From 1996 onwards SSAA have presented the point of view that:

  • the massacres of the 1980s and Port Arthur were perpetrated by individuals who required the support of mental health advocates well before they committed their horrific crimes.
  • other firearm criminal activity was the result of the activity of perpetrators who were unlicenced, using unregistered firearms.
  • that domestic violence was not being addressed holistically, given that assault, including lethal assault, was overwhelmingly the result of battering or the use of a sharp, piercing object.
  • suicide rates are not related to so-called ‘ease of access to firearms’.

There was sufficient international and national data to support the above premises. However, calls by the sport shooting community to invest the money earmarked for the buyback of low-risk semi-automatic longarms and pump-action shotguns to be diverted into mental health infrastructure, including early intervention programs in domestic violence, have been unheeded. Several social commentators insisted that the long term trends in firearm violence would show that the 1996/97 buyback, costing approximately half a billion dollars and disenfranchising firearm owners, and the National Firearms Agreement (NFA) of 1996 provided increased safety to Australians through lower crime and suicide rates. The Prime Minister was more honest, admitting that the NFA would not guarantee a safer Australia. Despite this frankness, the destruction of thousands of legally-owned firearms was undertaken during the months following the Port Arthur massacre.
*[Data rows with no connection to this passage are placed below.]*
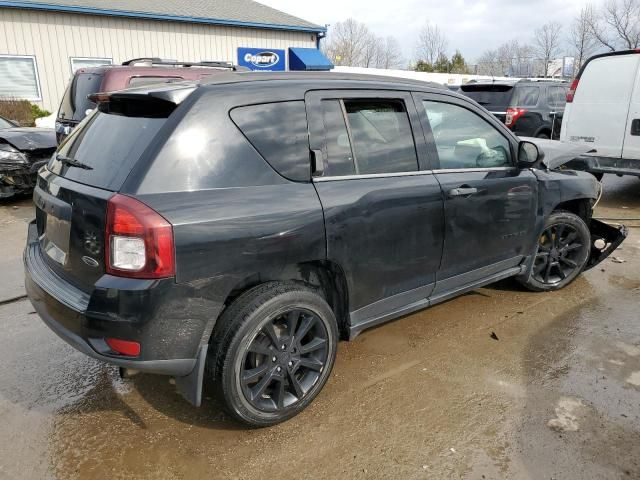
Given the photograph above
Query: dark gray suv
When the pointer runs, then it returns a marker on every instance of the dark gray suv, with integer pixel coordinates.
(236, 228)
(528, 108)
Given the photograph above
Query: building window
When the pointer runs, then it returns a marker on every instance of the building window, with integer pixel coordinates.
(86, 62)
(19, 77)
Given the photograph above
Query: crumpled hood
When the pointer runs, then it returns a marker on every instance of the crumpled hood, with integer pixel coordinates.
(558, 153)
(29, 138)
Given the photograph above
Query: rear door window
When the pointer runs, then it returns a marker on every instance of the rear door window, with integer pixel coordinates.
(368, 136)
(278, 131)
(108, 145)
(337, 144)
(557, 96)
(526, 96)
(75, 104)
(464, 139)
(381, 136)
(493, 97)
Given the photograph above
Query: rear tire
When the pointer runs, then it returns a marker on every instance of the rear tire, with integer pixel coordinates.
(273, 351)
(562, 251)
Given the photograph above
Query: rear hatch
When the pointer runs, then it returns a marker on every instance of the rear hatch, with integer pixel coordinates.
(495, 97)
(73, 191)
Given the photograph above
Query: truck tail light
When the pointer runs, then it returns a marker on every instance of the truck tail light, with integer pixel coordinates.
(139, 240)
(572, 90)
(513, 114)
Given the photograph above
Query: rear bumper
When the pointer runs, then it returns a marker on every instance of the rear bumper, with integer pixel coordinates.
(617, 166)
(154, 313)
(45, 305)
(18, 180)
(611, 238)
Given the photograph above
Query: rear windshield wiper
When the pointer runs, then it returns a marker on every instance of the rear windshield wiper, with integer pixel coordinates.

The decade that followed has provided the long-term data that the social commentators insisted upon. What it has shown is that the predictions made by the SSAA were correct. The pre-existing trends in homicide, suicide and crime, with or without a firearm, continued without visible interruption between 1996 and 2005. Even the argument that the trends in mass murder have been affected is impossible to sustain – the past decade has revealed the murders at Snowtown and Childers. Fortunately for Australia, mass murder is such a rare event that establishing longitudinal trends is impossible.
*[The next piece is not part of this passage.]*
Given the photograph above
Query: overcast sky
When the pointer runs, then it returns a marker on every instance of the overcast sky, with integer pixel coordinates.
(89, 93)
According to one report by the Mental Health Council, ‘Out of Hospital, Out of Mind’, the personal and social costs of almost two decades of chronic under-funding for mental healthcare are immeasurable. In 2001, 2454 people died by suicide, representing 4.4 per cent of all deaths among people aged less than 75. The vast majority of those committing suicide had untreated mental disorders, particularly depression and alcohol or drug abuse. Many of these could have responded to early intervention treatment, reducing the numbers of mentally-ill people who commit suicide or are incarcerated for criminal acts.

In recent months, the Federal Government has finally responded to the concerns repeatedly expressed by the SSAA in regard to the problems in the mental health profession. They have allocated $1.8 billion in funding to Australia’s mental health services over the next five years and called on the States to match this increased funding input. What will not happen, however, is acknowledgement that the predictions made by the SSAA were correct and that the licensed firearm owner is a legitimate part of our community with sound, evidence-based solutions to firearm crime and misuse.

References
Australian Institute of Criminology Facts and Figures Series

Mental Health Council 2003, Out of Hospital, Out of Mind: Review of Mental Health Services in Australia.

Mouzos, J and Reuter, P 2003, Australia: A Massive Buyback of Low-Risk Guns, ‘Evaluating Gun Policy: Effects on Crime and Violence’ J Ludwig, PJ Cook, Brookings Institution Press, Washington, DC.